Y para conseguirlo, es vital el trabajo colaborativo del Gobierno con ustedes, con quienes mejor que nadie saben cuáles son los cambios y ajustes que es necesario hacer para conseguir ese objetivo de la igualdad. Desde ya, el Ministerio Secretaría General de la Presidencia instalará –como nos decía el Obispo- una mesa de trabajo para que esta discusión continúe y así poder tener el mejor proyecto de ley posible.
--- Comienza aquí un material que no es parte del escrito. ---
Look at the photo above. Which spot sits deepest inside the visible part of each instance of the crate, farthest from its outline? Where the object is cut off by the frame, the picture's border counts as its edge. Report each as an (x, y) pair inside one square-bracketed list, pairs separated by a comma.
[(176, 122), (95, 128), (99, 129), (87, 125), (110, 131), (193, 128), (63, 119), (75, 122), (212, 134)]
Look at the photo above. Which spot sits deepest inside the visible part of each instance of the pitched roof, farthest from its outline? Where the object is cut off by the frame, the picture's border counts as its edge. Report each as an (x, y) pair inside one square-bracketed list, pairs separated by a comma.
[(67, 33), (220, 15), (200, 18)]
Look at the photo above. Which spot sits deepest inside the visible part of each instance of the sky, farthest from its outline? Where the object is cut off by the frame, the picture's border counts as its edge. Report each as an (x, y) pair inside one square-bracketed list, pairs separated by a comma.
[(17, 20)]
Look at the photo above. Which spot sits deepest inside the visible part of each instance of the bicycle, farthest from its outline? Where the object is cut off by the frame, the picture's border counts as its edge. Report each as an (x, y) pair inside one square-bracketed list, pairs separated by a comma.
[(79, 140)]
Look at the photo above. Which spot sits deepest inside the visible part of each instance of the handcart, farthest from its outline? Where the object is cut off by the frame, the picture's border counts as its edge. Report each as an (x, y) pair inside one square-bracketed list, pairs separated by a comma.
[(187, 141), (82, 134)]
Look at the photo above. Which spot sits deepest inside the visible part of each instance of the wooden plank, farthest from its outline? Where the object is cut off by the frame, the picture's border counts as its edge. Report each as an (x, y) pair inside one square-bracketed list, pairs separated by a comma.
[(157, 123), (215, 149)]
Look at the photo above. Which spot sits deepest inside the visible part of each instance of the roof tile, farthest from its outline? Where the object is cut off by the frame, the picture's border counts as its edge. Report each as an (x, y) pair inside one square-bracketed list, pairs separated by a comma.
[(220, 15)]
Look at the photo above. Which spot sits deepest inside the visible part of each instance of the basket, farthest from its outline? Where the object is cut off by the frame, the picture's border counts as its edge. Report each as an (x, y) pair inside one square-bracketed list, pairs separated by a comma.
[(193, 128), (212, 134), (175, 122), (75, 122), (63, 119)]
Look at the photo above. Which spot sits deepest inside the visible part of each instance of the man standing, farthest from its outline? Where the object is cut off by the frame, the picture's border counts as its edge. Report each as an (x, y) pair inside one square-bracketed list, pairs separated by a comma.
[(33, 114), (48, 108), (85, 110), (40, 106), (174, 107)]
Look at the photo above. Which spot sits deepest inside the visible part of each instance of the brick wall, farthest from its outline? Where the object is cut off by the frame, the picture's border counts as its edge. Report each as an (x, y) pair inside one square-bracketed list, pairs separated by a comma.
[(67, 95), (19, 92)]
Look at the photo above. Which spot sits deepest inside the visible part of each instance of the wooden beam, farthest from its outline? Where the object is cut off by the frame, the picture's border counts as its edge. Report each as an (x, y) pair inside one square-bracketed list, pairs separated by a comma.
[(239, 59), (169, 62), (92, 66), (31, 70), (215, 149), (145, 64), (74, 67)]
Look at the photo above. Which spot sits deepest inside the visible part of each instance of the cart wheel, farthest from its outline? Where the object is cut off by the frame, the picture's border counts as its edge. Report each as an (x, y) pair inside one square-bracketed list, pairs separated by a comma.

Ésa es una buena noticia, sin duda.

Pero más aún, quiero hacer aquí oficialmente una invitación –no es una invitación a comer, es una cosa distinta- desde un punto de vista más amplio: es muy importante poder contar con la voz de los evangélicos en el proceso constituyente que hemos puesto en marcha, para enriquecer el debate, para poder contar con todos los puntos de vista, para asegurar que esa nueva Constitución haga realidad la necesidad no sólo de libertad, sino de igualdad de culto.

Por eso quiero invitarlos a ser parte activa en este proceso, en esta instancia del proceso que estamos abriendo en nuestro país. Ustedes van a ser, sin duda, un aporte desde esa ética exigente que caracteriza a todos quienes profesan la fe evangélica, que demanda un elevado estándar de integridad en la vida común.
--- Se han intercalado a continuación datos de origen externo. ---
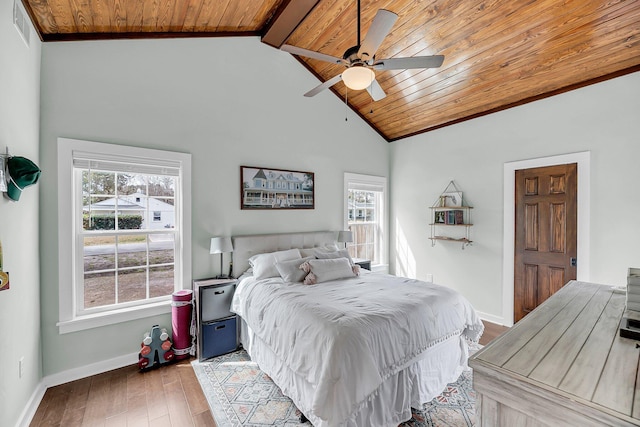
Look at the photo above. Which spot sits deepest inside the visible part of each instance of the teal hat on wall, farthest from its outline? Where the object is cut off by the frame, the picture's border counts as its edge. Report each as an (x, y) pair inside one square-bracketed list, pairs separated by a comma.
[(22, 173)]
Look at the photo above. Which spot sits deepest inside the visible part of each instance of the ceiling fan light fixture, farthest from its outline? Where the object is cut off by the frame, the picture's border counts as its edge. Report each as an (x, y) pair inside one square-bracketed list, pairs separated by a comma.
[(358, 78)]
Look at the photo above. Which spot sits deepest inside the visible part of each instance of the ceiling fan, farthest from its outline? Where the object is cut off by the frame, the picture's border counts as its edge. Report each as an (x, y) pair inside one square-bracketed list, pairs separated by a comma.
[(361, 62)]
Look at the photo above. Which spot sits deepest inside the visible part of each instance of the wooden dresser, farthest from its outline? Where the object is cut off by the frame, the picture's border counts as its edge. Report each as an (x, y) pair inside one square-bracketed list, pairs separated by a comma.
[(564, 364)]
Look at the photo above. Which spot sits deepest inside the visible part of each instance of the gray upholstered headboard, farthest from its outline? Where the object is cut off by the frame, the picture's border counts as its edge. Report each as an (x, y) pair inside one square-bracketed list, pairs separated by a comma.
[(244, 247)]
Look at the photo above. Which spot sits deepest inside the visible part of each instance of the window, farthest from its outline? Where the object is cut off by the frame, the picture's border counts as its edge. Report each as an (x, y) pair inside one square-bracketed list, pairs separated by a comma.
[(365, 215), (124, 232)]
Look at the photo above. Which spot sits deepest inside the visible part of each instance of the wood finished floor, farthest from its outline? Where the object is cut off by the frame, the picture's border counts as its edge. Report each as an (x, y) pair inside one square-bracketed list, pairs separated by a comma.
[(169, 396)]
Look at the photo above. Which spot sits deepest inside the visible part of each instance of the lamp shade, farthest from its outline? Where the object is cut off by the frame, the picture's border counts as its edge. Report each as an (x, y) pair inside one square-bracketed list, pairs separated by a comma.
[(358, 77), (221, 245), (345, 236)]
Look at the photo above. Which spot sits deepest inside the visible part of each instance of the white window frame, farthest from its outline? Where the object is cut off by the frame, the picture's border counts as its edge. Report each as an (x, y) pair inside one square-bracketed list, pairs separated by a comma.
[(371, 182), (70, 320)]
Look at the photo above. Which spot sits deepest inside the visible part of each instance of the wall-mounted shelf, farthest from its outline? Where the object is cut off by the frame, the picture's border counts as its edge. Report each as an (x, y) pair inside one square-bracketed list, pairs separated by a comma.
[(449, 214)]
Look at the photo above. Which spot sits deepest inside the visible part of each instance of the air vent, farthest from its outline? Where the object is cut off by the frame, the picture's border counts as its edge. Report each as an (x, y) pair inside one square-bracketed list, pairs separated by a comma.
[(21, 21)]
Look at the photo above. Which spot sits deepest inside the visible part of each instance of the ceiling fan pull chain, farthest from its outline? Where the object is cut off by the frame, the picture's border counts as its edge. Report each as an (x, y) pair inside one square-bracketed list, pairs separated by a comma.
[(346, 102)]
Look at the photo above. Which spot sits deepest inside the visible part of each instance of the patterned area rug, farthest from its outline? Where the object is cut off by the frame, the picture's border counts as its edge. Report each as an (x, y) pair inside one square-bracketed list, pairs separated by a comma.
[(240, 394)]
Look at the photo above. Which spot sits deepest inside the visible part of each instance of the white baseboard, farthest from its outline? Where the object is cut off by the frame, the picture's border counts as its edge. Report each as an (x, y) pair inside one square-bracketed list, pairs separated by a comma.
[(89, 370), (32, 406), (71, 375), (491, 318)]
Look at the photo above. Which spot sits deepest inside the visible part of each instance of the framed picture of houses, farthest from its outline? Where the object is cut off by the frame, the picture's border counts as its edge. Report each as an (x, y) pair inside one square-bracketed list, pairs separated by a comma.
[(264, 188)]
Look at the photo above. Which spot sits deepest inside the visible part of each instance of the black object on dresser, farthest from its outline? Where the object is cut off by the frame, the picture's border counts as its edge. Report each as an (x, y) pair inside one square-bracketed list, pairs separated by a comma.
[(217, 325)]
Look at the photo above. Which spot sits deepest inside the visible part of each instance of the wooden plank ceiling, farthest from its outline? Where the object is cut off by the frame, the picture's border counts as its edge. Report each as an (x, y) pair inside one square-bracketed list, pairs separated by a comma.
[(498, 53)]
Un estándar que debiésemos tener hoy presente; especialmente como nos recordaba el Obispo Soto, quienes tienen responsabilidades en el ámbito público y económico.
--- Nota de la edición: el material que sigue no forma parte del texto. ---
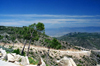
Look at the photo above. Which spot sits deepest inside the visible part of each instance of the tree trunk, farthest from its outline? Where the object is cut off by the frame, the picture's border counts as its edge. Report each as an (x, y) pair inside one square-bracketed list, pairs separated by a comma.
[(13, 44), (23, 47), (28, 47)]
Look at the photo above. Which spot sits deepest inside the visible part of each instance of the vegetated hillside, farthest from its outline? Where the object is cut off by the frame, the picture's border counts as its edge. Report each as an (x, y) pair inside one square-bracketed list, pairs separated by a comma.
[(23, 35), (86, 40), (20, 35)]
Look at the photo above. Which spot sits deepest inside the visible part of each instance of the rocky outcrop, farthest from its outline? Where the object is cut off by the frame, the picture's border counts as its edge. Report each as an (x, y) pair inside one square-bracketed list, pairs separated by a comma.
[(24, 61), (66, 62), (2, 53), (14, 58), (41, 62)]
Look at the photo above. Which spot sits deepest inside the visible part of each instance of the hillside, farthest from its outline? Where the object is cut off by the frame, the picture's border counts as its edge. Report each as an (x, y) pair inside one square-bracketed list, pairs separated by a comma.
[(86, 40), (13, 39)]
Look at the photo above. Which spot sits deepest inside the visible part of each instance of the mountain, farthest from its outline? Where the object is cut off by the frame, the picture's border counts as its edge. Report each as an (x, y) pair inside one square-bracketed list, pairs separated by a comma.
[(13, 39), (83, 39), (57, 32)]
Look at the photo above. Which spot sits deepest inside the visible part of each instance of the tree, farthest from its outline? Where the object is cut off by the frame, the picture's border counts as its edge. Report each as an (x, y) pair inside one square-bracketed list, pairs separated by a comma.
[(26, 36), (34, 28)]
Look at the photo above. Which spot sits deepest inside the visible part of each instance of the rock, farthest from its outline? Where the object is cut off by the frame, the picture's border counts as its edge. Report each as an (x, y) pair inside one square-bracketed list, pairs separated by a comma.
[(25, 61), (17, 57), (10, 58), (3, 53), (66, 62), (41, 62)]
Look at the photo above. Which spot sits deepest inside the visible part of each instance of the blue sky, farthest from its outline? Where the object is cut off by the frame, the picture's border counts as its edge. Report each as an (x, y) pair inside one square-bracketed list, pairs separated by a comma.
[(53, 13)]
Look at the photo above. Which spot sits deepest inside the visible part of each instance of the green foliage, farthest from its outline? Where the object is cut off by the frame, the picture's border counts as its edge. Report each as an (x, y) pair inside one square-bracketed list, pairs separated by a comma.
[(20, 60), (32, 61), (1, 37), (54, 43), (8, 50), (13, 38), (17, 51), (79, 65)]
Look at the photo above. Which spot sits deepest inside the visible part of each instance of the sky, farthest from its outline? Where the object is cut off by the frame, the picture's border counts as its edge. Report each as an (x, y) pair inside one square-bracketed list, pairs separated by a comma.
[(53, 13)]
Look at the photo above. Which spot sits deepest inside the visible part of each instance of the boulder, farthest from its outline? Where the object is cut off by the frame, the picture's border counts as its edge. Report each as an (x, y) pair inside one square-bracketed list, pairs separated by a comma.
[(2, 53), (10, 58), (17, 57), (24, 61), (66, 62), (41, 62)]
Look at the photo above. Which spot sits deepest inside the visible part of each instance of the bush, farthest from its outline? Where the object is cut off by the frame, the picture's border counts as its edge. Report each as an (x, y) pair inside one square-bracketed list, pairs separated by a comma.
[(17, 51), (32, 61), (55, 44)]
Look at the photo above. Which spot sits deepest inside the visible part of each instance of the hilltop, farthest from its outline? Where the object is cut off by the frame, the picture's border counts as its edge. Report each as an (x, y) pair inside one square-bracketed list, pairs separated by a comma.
[(13, 39)]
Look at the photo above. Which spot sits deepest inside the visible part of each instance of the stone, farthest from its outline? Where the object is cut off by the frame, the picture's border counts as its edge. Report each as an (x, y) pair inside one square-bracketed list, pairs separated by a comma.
[(24, 61), (17, 57), (66, 62), (18, 63), (3, 53), (41, 62), (10, 58)]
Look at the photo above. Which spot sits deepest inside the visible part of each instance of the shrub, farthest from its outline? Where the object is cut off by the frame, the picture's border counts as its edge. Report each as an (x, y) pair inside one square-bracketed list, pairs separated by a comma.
[(32, 61), (55, 44), (17, 51)]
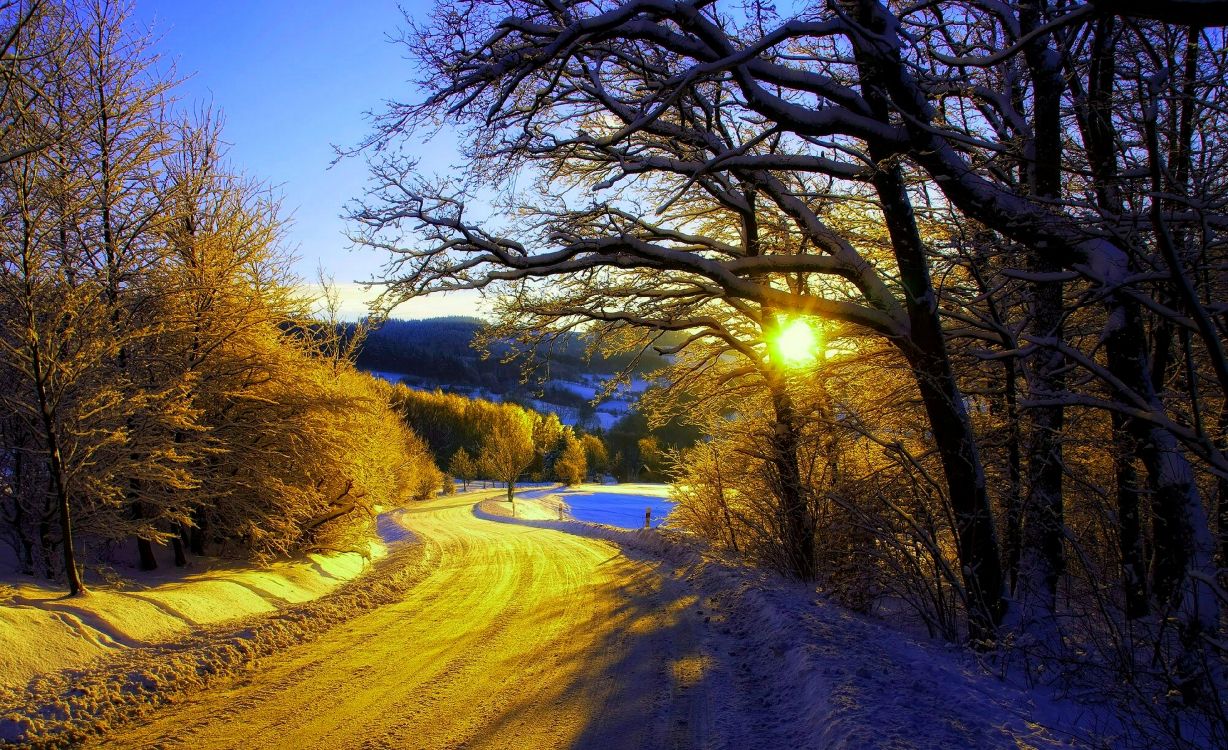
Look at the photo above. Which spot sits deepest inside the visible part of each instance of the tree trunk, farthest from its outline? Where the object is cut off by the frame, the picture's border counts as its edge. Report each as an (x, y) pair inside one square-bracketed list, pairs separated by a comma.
[(1041, 561), (1014, 475), (181, 557), (1130, 543), (797, 519), (926, 351), (1181, 535)]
Hoy más que nunca, siempre, pero también a partir de lo que hemos conocido en estos últimos días, debemos cuidar la confianza y la transparencia en la política y en el funcionamiento de los mercados. La colusión no es algo aceptable en nuestro país, y esperamos que pronto el proyecto de ley que está siendo discutido en el Parlamento, que sanciona mucho más firmemente esto, sea una realidad.

Amigas y amigos:

Lo que hemos hecho en el pasado, y lo que seguimos haciendo por la causa de la libertad de culto, tiene una motivación muy simple, y es nuestra íntima convicción de que en la diversidad de nuestro país está su riqueza. Que en la libertad de profesar múltiples creencias está uno de los pilares desde donde se construye la República.

Ese principio irrenunciable, el de la diversidad y la libertad de culto está grabado en nuestra historia y en nuestra conciencia como país.

Y en virtud de ese principio, porque reconocemos en el pueblo evangélico, en sus pastores y obispos, en sus hermanos y hermanas, un aporte al país de enorme de gravitación y, tal como invita el himno “sigan firmes y adelante”, en el cumplimiento de su misión pastoral, porque ustedes le hacen bien a Chile. Muchas gracias.